Furthermore, the expression of anti-apoptotic factors, such as Bcl-2 and Bcl-xL, was found to be decreased in FaDu cells upon treatment with 10 and 25 µM formononetin in a dose-dependent manner. In addition, the expression of Bid, which is a precursor of truncated Bid (tBid) acting as a pro-apoptotic factor, decreased dose-dependently by formononetin in FaDu cells. Conversely, the expression of Bik, Bim, Bax and cleaved caspase-9, which are pro-apoptotic factors associated with the mitochondria-dependent intrinsic apoptosis pathway, increased in FaDu cells treated with formononetin, as shown in Fig. 4B. These data indicate that formononetin-induced FaDu cell apoptosis is mediated by the mitochondria-dependent intrinsic apoptosis pathway, involving downregulation of anti-apoptotic factor expression, upregulation of pro-apoptotic factor expression, and the activation of caspase-9. As shown in Fig. 4C, the levels of cleaved caspase-3 increased in FaDu cells treated with 10 and 25 µM formononetin due to the cleavage of pro-caspase-3, a downstream substrate of cleaved caspase-8 and cleaved caspase-9. Additionally, the levels of cleaved PARP increased due to the cleavage of pro-PARP, a downstream substrate of cleaved caspase-3. These findings indicate that formononetin-induced FaDu cell death is coordinated by death receptor-mediated extrinsic and mitochondria-dependent intrinsic apoptosis through activation of the caspase cascade in FaDu cells.

The chemotherapeutic effects of formononetin are mediated by the suppression of mitogen-activated protein kinases (MAPKs) in FaDu cells

To investigate the signal transduction pathways associated with formononetin-induced apoptosis in FaDu cells, western blotting was performed, using antibodies specific to MAPKs, such as ERK1/2 and p38, and NF-κB, as shown in Fig. 5. Formononetin was found to suppress the phosphorylation of ERK1/2, p38 and NF-κB in FaDu cells in a dose-dependent manner. These findings indicate that formononetin-induced FaDu cell apoptosis is mediated by the suppression of the ERK1/2, p38 and NF-κB phosphorylation.

Figure 5. Formononetin-induced apoptosis was mediated by the suppression of mitogen-activated protein kinase and nuclear factor (NF)-κB phosphorylation in FaDu cells. FaDu cells were treated with 10 and 25 µM formononetin for 24 h. Following protein extraction and quantification, western blotting was performed using antibodies against p-ERK1/2, total ERK1/2, p-p38, total p38, p-NF-κB and total NF-κB.

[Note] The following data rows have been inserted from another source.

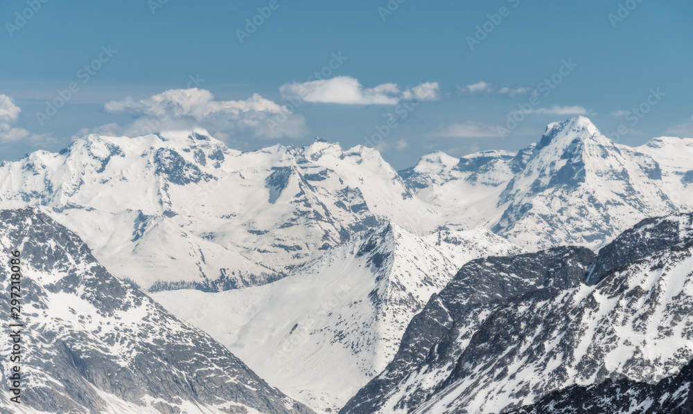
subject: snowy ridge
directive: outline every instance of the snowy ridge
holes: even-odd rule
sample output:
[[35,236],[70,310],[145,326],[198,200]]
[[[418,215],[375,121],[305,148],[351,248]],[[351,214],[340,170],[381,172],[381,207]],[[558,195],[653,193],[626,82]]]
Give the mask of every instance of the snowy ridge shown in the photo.
[[653,159],[577,117],[547,128],[504,191],[493,230],[527,246],[598,247],[642,219],[678,211],[660,180]]
[[379,219],[412,227],[436,215],[374,150],[316,142],[247,153],[203,131],[89,135],[3,163],[0,204],[42,206],[143,287],[209,291],[281,278]]
[[[618,266],[596,285],[558,291],[537,285],[507,303],[468,308],[457,305],[468,294],[456,276],[407,327],[418,332],[414,338],[428,332],[425,340],[405,335],[414,363],[393,362],[342,412],[507,412],[573,385],[620,379],[655,384],[676,375],[693,360],[692,220],[663,217],[626,232],[589,270],[583,267],[581,280],[595,263]],[[633,256],[622,265],[619,255],[627,252]],[[483,275],[481,262],[465,267],[470,276]]]
[[0,164],[0,206],[40,207],[143,288],[217,291],[281,279],[384,221],[419,235],[483,226],[535,251],[598,248],[693,208],[692,147],[616,145],[578,117],[518,154],[437,152],[397,172],[362,145],[243,152],[203,130],[91,134]]
[[270,285],[153,296],[272,385],[335,412],[392,360],[411,318],[462,264],[519,253],[484,228],[421,237],[387,223],[357,236]]
[[[79,237],[48,216],[31,208],[0,210],[0,235],[3,251],[21,253],[24,324],[22,404],[3,393],[3,412],[311,412],[209,336],[111,276]],[[0,271],[6,291],[8,262]],[[9,310],[0,309],[3,321],[12,320]],[[0,361],[5,378],[8,363]]]

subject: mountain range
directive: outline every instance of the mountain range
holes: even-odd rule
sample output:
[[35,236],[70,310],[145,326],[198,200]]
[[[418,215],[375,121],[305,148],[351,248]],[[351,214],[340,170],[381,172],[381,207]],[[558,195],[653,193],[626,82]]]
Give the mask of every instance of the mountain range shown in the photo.
[[76,412],[668,413],[693,359],[692,157],[584,117],[399,172],[324,140],[92,134],[0,164],[0,225],[48,298],[30,341],[67,364],[35,384]]

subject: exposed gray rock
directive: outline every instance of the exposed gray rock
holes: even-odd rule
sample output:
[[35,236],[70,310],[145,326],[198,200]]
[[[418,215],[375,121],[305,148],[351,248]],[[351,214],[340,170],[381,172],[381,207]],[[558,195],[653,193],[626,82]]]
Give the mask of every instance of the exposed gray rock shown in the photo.
[[[3,254],[21,252],[22,406],[76,413],[149,412],[146,406],[164,413],[311,412],[207,334],[111,276],[78,237],[38,210],[0,210],[0,245]],[[6,257],[0,274],[9,291]],[[8,310],[0,307],[4,321]],[[8,363],[0,361],[4,377]],[[12,404],[0,406],[12,411]]]

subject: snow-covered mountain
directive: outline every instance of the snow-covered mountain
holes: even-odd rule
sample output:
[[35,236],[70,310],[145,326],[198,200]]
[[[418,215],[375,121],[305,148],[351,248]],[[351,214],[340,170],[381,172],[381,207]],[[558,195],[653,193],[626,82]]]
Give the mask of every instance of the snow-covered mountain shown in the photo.
[[3,324],[23,324],[5,325],[6,334],[19,331],[15,351],[21,359],[0,359],[3,379],[20,367],[21,404],[10,402],[15,394],[6,388],[0,411],[312,412],[209,335],[111,276],[77,235],[38,210],[0,210],[0,246],[8,297],[10,269],[16,270],[10,259],[17,258],[10,252],[21,253],[14,262],[20,284],[12,285],[19,317],[10,316],[8,303],[0,318]]
[[556,123],[504,190],[493,230],[525,246],[598,247],[640,220],[678,210],[661,182],[653,159],[615,144],[586,118]]
[[614,143],[584,116],[517,154],[424,156],[400,173],[450,224],[482,225],[528,249],[598,248],[640,220],[693,209],[690,139]]
[[42,206],[111,271],[155,289],[259,285],[379,219],[423,233],[439,224],[374,150],[242,152],[201,131],[92,134],[3,163],[0,204]]
[[484,228],[420,237],[385,223],[269,285],[153,297],[270,384],[334,413],[385,368],[411,318],[464,263],[518,253]]
[[657,161],[669,198],[684,212],[693,210],[693,138],[656,138],[635,150]]
[[614,144],[578,117],[518,154],[437,152],[398,173],[374,149],[322,141],[244,152],[202,130],[91,134],[0,164],[0,206],[40,207],[143,288],[215,291],[280,279],[384,221],[422,236],[484,226],[535,251],[598,247],[693,209],[692,148]]
[[626,379],[554,391],[512,414],[690,414],[693,363],[656,384]]
[[[573,265],[556,265],[555,251],[467,264],[412,320],[393,362],[342,413],[507,412],[573,385],[622,378],[655,384],[693,360],[693,215],[647,220],[588,267],[569,254]],[[559,276],[570,268],[577,273]],[[491,280],[526,286],[538,269],[549,269],[554,286],[505,289],[473,307],[464,300],[464,280],[489,280],[490,271]],[[597,271],[596,284],[584,282]]]

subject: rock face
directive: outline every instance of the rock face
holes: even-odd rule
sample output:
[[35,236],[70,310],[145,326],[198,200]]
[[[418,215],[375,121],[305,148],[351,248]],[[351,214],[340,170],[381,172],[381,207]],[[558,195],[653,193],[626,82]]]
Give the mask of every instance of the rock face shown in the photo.
[[597,247],[638,219],[678,210],[661,183],[654,159],[615,144],[586,118],[556,123],[501,195],[493,229],[516,243]]
[[554,391],[513,414],[690,414],[693,413],[693,363],[656,384],[628,379]]
[[[21,251],[21,412],[312,412],[111,276],[77,235],[38,210],[0,210],[0,245],[5,255]],[[10,269],[6,255],[3,291]],[[8,312],[1,307],[2,320],[15,321]],[[3,378],[13,365],[0,361]],[[1,409],[17,412],[7,398]]]
[[[651,385],[675,376],[693,359],[692,219],[641,224],[589,266],[589,255],[574,260],[577,274],[559,278],[557,289],[537,282],[524,294],[470,307],[479,295],[458,273],[412,320],[394,361],[342,412],[508,412],[574,385]],[[466,278],[487,285],[484,264],[466,265]],[[505,284],[513,274],[525,273],[496,267],[490,279]],[[590,274],[601,275],[596,284],[580,282]]]
[[398,173],[360,145],[244,152],[204,131],[91,134],[0,164],[0,207],[40,207],[144,289],[218,291],[281,279],[383,222],[419,235],[483,226],[531,251],[600,246],[693,209],[692,152],[690,139],[615,144],[584,117],[518,154],[437,152]]
[[[547,296],[579,284],[593,258],[589,249],[566,247],[468,263],[414,316],[394,361],[340,412],[406,412],[417,407],[440,385],[430,381],[428,370],[459,357],[457,342],[468,343],[492,310],[530,292]],[[445,377],[444,369],[432,375],[439,380]]]
[[152,297],[289,396],[335,413],[385,368],[410,321],[462,264],[519,253],[484,228],[422,237],[384,223],[269,285]]
[[419,218],[435,212],[374,150],[315,142],[243,152],[203,132],[92,134],[3,163],[0,206],[27,206],[152,290],[272,282],[382,219],[436,228]]

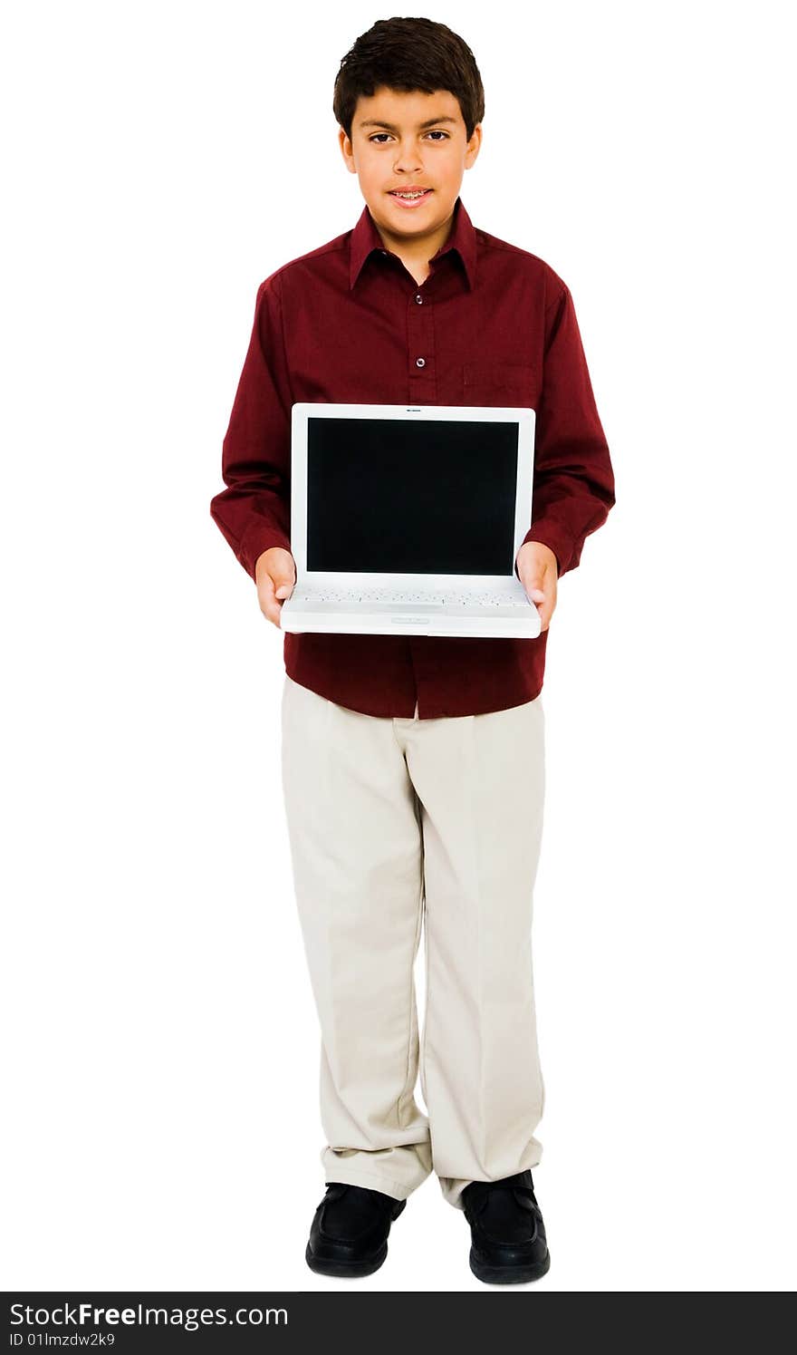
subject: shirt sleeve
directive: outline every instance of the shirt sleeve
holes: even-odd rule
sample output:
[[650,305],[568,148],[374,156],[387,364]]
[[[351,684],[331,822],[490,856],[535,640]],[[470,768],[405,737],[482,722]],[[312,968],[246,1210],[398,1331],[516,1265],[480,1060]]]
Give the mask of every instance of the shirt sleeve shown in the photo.
[[532,526],[524,545],[540,541],[549,546],[562,576],[575,569],[586,538],[614,505],[614,474],[572,297],[564,285],[545,314],[545,331],[534,424]]
[[257,289],[254,322],[222,444],[226,489],[211,518],[254,579],[257,557],[291,549],[291,386],[275,275]]

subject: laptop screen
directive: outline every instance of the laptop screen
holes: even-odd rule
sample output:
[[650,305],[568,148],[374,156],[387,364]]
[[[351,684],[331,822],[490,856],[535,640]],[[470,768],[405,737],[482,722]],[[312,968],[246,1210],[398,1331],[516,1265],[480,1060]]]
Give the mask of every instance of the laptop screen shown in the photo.
[[513,575],[517,423],[307,420],[307,569]]

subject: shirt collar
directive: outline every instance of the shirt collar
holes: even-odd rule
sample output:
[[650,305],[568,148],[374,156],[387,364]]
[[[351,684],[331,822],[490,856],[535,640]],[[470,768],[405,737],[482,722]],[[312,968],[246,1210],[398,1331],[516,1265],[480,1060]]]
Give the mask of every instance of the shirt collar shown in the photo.
[[[349,240],[349,290],[360,276],[365,260],[375,249],[384,251],[384,248],[382,236],[365,203]],[[449,249],[457,251],[472,291],[476,280],[476,232],[461,198],[457,198],[455,203],[451,234],[442,248],[434,255],[434,260],[441,259]]]

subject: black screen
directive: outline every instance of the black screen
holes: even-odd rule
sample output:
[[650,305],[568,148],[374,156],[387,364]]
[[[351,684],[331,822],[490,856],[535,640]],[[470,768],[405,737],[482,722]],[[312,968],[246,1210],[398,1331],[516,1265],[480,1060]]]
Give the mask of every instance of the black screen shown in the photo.
[[511,575],[517,423],[309,419],[307,568]]

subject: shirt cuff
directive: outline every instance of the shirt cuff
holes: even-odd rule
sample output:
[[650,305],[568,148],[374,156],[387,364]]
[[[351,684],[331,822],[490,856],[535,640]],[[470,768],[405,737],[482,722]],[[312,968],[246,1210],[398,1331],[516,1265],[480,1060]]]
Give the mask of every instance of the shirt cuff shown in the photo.
[[[560,579],[570,566],[572,551],[570,538],[559,523],[552,522],[549,518],[541,518],[540,522],[532,523],[530,528],[526,531],[522,539],[524,546],[526,541],[539,541],[543,546],[548,546],[548,549],[553,551],[556,556],[556,576]],[[517,561],[514,572],[517,575]]]
[[256,565],[264,550],[271,550],[272,546],[281,546],[283,550],[291,549],[291,539],[286,537],[284,531],[279,527],[269,527],[267,523],[256,522],[249,527],[241,539],[238,546],[238,560],[244,565],[248,575],[252,575],[257,583]]

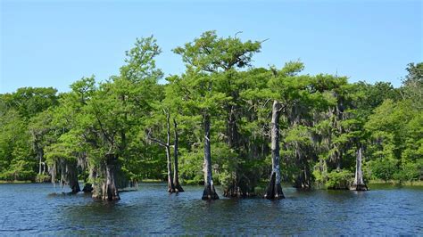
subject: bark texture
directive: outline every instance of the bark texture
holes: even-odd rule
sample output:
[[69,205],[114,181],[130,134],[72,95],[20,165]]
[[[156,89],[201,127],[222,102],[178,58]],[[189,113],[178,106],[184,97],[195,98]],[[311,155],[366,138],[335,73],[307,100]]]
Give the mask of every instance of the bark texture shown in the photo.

Formononetin suppresses tumor formation in a FaDu cell xenograft animal model

To assess the effects of formononetin on FaDu tumor growth in vivo, FaDu cells were xenografted into experimental mice and the resulting tumor sizes and body weights were measured weekly for up to 3 weeks. As shown in Fig. 6A, the body weight of the xenograft group administered 10 mg/kg formononetin was 27.05±1.35 g, which was ~9.5% higher compared with that of the control group (24.7±1.98 g) at 21 days. There was no obvious loss of body weight in xenograft animals over the 3 weeks, indicating that formononetin was well-tolerated. Tumor volume and weight were significantly lower in mice receiving formononetin compared with those in the control group, as shown in Fig. 6B and C. Furthermore, immunohistochemical analysis of the tumors demonstrated that the expression of cleaved caspase-3 was markedly increased in formononetin-treated tumors compared with the controls (Fig. 6D). Taken together, these data indicate that formononetin suppressed tumor formation through apoptotic cell death in a FaDu xenograft animal model.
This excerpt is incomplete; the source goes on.